Spark Node
Load data from Apache Spark into Visual Notebooks.
Prerequisites
Follow the steps below to add credentials for Spark using Databricks.
- Sign into Databricks
- Hover over left-hand navigation menu, select the Datascience and Engineering workspace, then select Compute

- Select a running cluster
- Scroll to the bottom of the cluster configuration, expand Advanced Options, and click the JDBC/ODBC tab

- Copy the values for Server Hostname, Port, and HTTP Path into a notepad

- Click your username in the top right-hand corner and select User Settings

- Select the Access Tokens tab and click Generate new Token

- Copy the token into your notepad
- In Visual Notebooks, drag a Spark node onto the canvas
- Select the gear icon beside the Credential field

- Select the plus sign in the upper right corner

- Paste the contents for Server Hostname:Port into the ServiceEnpoint input, HTTPath, and your token as the Password

Configuration
| Field | Description |
|---|---|
| Name Optional | A user-specified node name displayed in the canvas |
| Credential Required | The information needed to access Spark data Select a saved credential from the dropdown menu. Select the gear icon to add a new credential or delete existing credentials. |
| Schema Required | The name of the desired Spark schema Select the schema from the auto-populated dropdown menu. |
| Select Table or Define Query Required | The data to upload Select the table you want to upload from the auto-populated dropdown menu or enter a SQL query that returns the desired data. |
| Filter by Value Optional | Configure filters to be applied to data Use the dropdown fields to filter results. Filter options include is null, is not null, is equal, is not equal, begins with, ends with, in between, is less than, is less than or equal to, is greater than, and is greater than or equal to. Filters can be applied on any column datatype. Add additional filters to create "And" conditional logic treatment. |
| Select column to partition with Optional | Column to use when partitioning the data Enter the name of a column in the table to use when partitioning the data. If a column is specified, Visual Notebooks partitions the file using the given column and creates multiple "parts" to speed up performance. |
| Number of partitions Default: 100 | Number of partitions to make when uploading the file Enter an integer. The data will be partitioned into this specified number of parts. |
Node Inputs/Outputs
| Input | None |
|---|---|
| Output | Visual Notebooks returns a table, called a dataframe, that contains all uploaded data. Columns are labeled and include a symbol that specifies the data type of that column. |

Figure 1: Example dataframe output
Examples
First, upload data from Spark with the default settings.
- Select the Spark schema and table that contains the desired data.
- Select Run to create a dataframe in Visual Notebooks.

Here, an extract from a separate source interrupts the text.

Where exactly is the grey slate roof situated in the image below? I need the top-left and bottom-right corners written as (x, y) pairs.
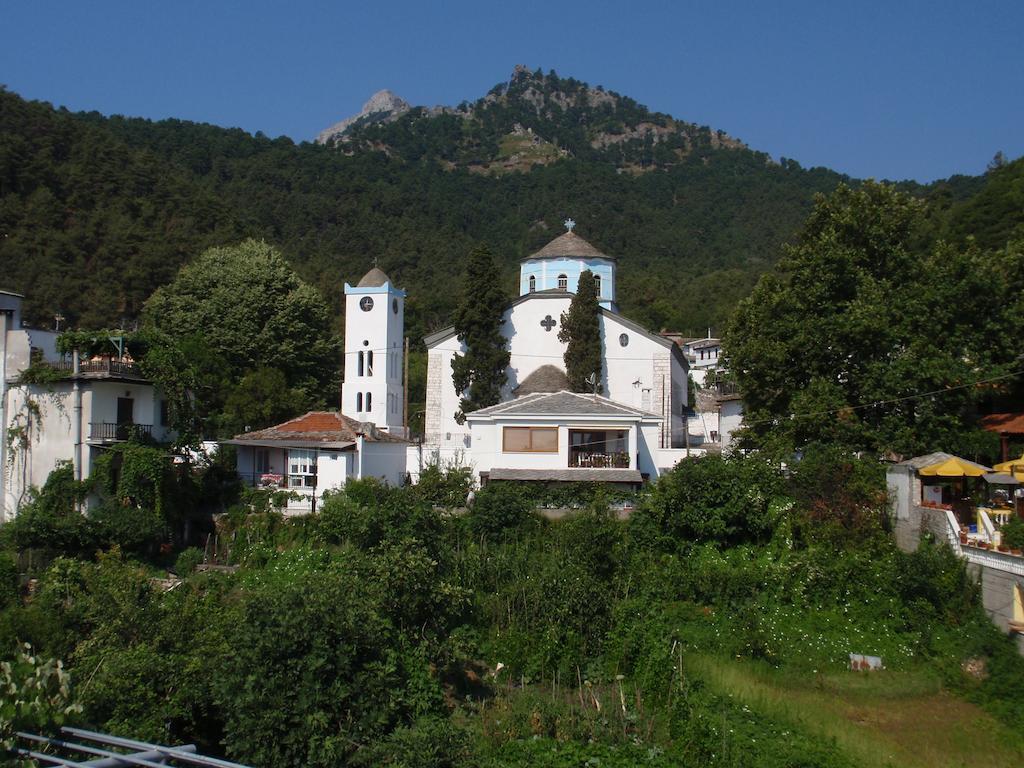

Figure 2: Example dataframe created from a Spark table
Now add a filter to limit the amount of data returned.
- Select a column to filter by.
- Select a condition and define a value.
Figure 3 shows data from the "iris" table that has an "Id" value less than or equal to 10.

Figure 3: Example dataframe filtered by value
Upload a subset of the data using a SQL query.
- Select a Spark schema.
- Write a query that returns the desired data.
- Select Run to create a dataframe in Visual Notebooks.
Figure 4 shows a SQL query that returns the "Id" and "Species" columns for the first ten rows of the "iris" table.

Figure 4: Example dataframe created from a SQL query